Differences in steroid metabolism among metazoans enable one to put temporal limits to some of the defined periods (fig. S4). On the basis of the assumption that a pathway specific for a given clade cannot be older than the oldest member of this clade, we identified five chronological anchor points that allow rooting of the relative periods in an absolute time frame. After initial divergence from fungi, around 1100 to 900 My B.P., the first bilaterian-specific steroidogenic pathway cannot be older than the divergence between protostomes and deuterostomes, estimated to 733 to 643 My B.P. (fig. S4, node A) (55). The presence of a clade of vertebrate side-chain steroidogenic pathways (fig. S4, node B) indicates that the last common ancestor of gnathostomes and lampreys was already able to synthesize at least one sex or adrenal steroid. This defines the second chronological anchor point between 500 and 475 My B.P. (56).
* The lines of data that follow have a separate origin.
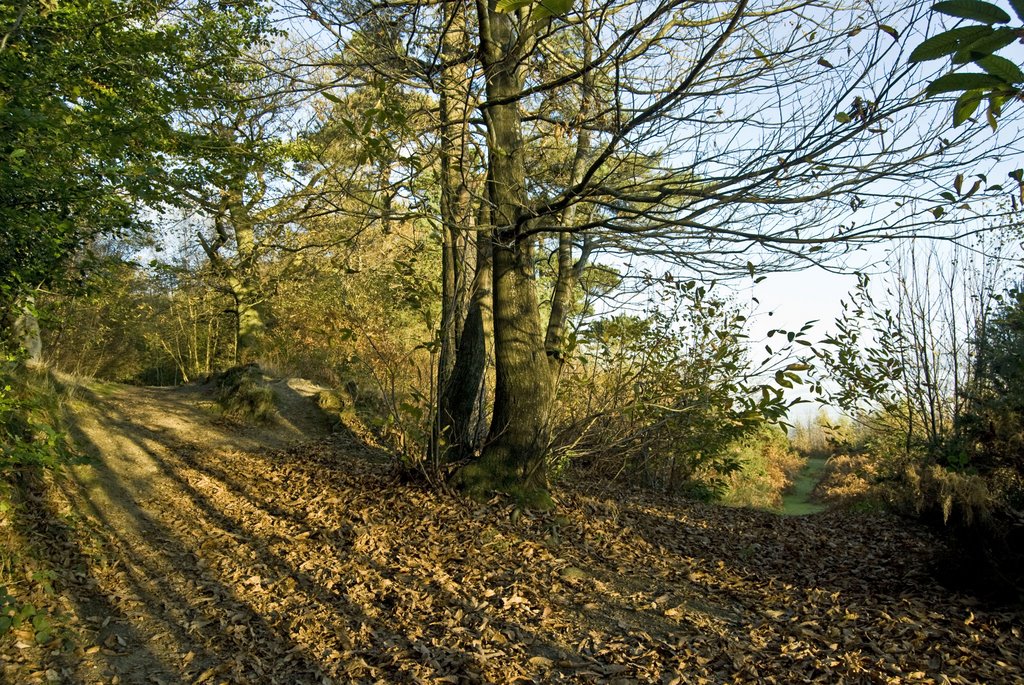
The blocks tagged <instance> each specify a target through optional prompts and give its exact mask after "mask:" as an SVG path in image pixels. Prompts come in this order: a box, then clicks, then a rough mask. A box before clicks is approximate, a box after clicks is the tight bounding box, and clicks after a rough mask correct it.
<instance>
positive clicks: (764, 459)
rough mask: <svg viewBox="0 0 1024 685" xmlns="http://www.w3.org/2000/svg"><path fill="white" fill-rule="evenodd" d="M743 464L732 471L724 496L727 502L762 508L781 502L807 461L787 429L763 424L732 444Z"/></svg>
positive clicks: (724, 497) (729, 503)
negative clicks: (792, 447) (784, 494)
mask: <svg viewBox="0 0 1024 685" xmlns="http://www.w3.org/2000/svg"><path fill="white" fill-rule="evenodd" d="M729 449H730V451H731V452H732V453H733V454H734V457H735V459H736V461H738V462H739V464H740V467H739V469H737V470H736V471H733V472H732V473H731V474H729V477H728V479H727V481H726V483H727V489H726V491H725V496H724V497H723V498H722V500H723V501H724V502H725V503H726V504H731V505H735V506H743V507H757V508H760V509H777V508H779V507H781V506H782V493H783V491H784V490H785V489H786V488H787V487H790V485H791V484H792V483H793V478H794V476H795V475H796V474H797V472H799V471H800V469H801V468H802V467H803V466H804V464H805V463H806V460H805V459H803V458H802V457H801V456H800V455H798V454H797V453H796V452H794V451H793V449H792V448H791V447H790V440H788V438H787V437H786V435H785V432H784V431H783V430H782V429H781V428H779V427H778V426H772V425H769V424H764V425H762V426H761V427H760V428H758V430H757V431H755V432H753V433H752V434H751V435H748V436H745V437H743V438H741V439H740V440H737V441H736V442H735V443H733V444H732V445H730V446H729Z"/></svg>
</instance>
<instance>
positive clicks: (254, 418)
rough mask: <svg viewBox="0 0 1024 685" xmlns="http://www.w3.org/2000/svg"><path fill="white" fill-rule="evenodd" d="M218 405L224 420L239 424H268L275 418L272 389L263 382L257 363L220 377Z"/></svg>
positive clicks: (273, 403) (275, 412) (247, 365)
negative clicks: (254, 423) (244, 423)
mask: <svg viewBox="0 0 1024 685" xmlns="http://www.w3.org/2000/svg"><path fill="white" fill-rule="evenodd" d="M215 383H216V384H217V395H216V398H217V402H218V403H219V404H220V406H221V410H222V411H223V413H224V416H226V417H230V418H231V419H238V420H240V421H260V422H266V421H270V420H271V419H273V417H274V415H275V414H276V404H275V398H274V394H273V389H272V388H270V386H268V385H267V384H266V383H265V382H264V380H263V372H262V371H260V368H259V367H258V366H256V365H255V363H248V365H245V366H242V367H233V368H231V369H228V370H227V371H225V372H223V373H221V374H218V375H217V377H216V378H215Z"/></svg>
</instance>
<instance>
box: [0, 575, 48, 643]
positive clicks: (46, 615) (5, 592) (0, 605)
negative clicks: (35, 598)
mask: <svg viewBox="0 0 1024 685" xmlns="http://www.w3.org/2000/svg"><path fill="white" fill-rule="evenodd" d="M23 627H31V628H32V635H33V637H34V638H35V640H36V643H37V644H46V643H47V642H49V641H50V640H51V639H52V637H53V628H54V627H53V623H52V620H51V619H50V616H49V614H48V613H47V612H46V610H45V609H37V608H36V606H35V605H34V604H20V603H18V601H17V600H16V599H15V598H14V597H13V596H12V595H10V594H9V593H8V592H7V588H5V587H4V586H0V638H3V636H4V635H5V634H6V633H9V632H11V631H17V630H19V629H22V628H23Z"/></svg>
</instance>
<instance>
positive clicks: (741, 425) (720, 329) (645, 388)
mask: <svg viewBox="0 0 1024 685" xmlns="http://www.w3.org/2000/svg"><path fill="white" fill-rule="evenodd" d="M744 323H745V317H744V316H743V315H742V314H740V313H739V312H738V311H737V310H736V309H735V307H733V306H732V305H731V304H730V303H729V302H728V301H727V300H723V299H721V298H718V297H715V296H714V295H713V294H712V293H711V292H710V290H709V289H707V288H705V287H703V286H699V285H697V284H696V283H694V282H688V283H681V284H676V285H674V286H673V287H671V288H667V289H666V290H665V291H664V293H663V301H662V302H659V303H657V306H655V307H652V311H651V312H650V313H648V314H647V315H646V316H644V317H639V316H631V315H617V316H612V317H609V318H602V319H599V320H597V322H595V323H594V324H592V325H591V326H590V327H588V328H587V329H585V330H583V331H582V332H581V333H580V334H579V337H578V339H577V341H575V347H574V349H572V350H571V356H570V357H569V358H568V359H567V361H566V368H565V370H564V371H563V374H564V380H563V381H562V383H561V386H560V388H559V398H558V406H557V412H558V415H557V416H556V419H555V426H556V431H555V453H556V455H559V457H560V459H561V460H562V462H563V468H564V467H567V466H571V465H573V464H574V465H575V466H577V467H586V468H587V469H589V470H590V471H591V472H592V473H594V474H595V475H597V476H599V477H606V478H616V477H623V478H627V479H630V480H632V481H634V482H637V483H639V484H644V485H647V486H652V487H660V488H664V489H667V490H670V491H675V493H684V494H687V495H689V496H692V497H695V498H697V499H703V500H712V499H719V498H721V497H722V496H723V495H724V494H725V493H726V491H727V489H728V487H729V483H730V478H731V477H732V474H733V473H734V472H737V471H738V470H740V469H741V466H742V464H741V460H740V458H739V456H738V454H737V452H736V449H734V448H732V446H733V445H735V444H737V443H738V442H739V441H741V440H742V439H744V438H745V437H748V436H750V435H752V434H754V433H756V432H757V431H758V430H759V429H760V428H761V427H762V426H763V425H764V424H765V422H766V421H772V420H776V419H778V418H779V417H780V416H781V415H782V414H784V411H785V404H784V403H783V402H782V399H781V396H782V395H781V391H780V390H779V389H778V387H776V386H777V385H781V384H782V383H792V382H793V381H794V380H796V381H798V382H799V380H800V379H799V376H797V374H796V373H794V372H795V370H794V369H783V370H780V371H779V372H778V373H779V375H777V376H776V381H775V384H770V383H769V384H764V383H762V384H756V385H755V384H749V379H751V378H754V377H757V376H759V375H761V374H763V373H764V370H763V369H762V368H758V369H755V368H754V365H753V363H751V362H750V361H749V359H748V357H746V345H745V342H744V335H743V326H744Z"/></svg>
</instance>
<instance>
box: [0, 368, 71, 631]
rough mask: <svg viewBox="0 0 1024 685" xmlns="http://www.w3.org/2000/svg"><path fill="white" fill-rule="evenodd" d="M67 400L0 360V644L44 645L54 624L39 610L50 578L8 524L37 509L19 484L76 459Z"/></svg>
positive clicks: (43, 565) (33, 370) (67, 395)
Then, the elasmobranch-specific ability to make 1α-hydroxysteroid (fig. S4, node K) appeared after the divergence between chondrichtyians and osteichtyians 423 My B.P. (57). Finally, synthesis of the teleostean-specific 11-ketotestosterone (fig. S4, node L) could not be older than the split between teleosts and tetrapods 419 My B.P. (57). Dating the appearance of new enzymatic activities and new synthesis pathways also enables one to integrate the sets of receptors and enzymes that were present at the same time point on the basis of genomic analyses (6, 58, 59).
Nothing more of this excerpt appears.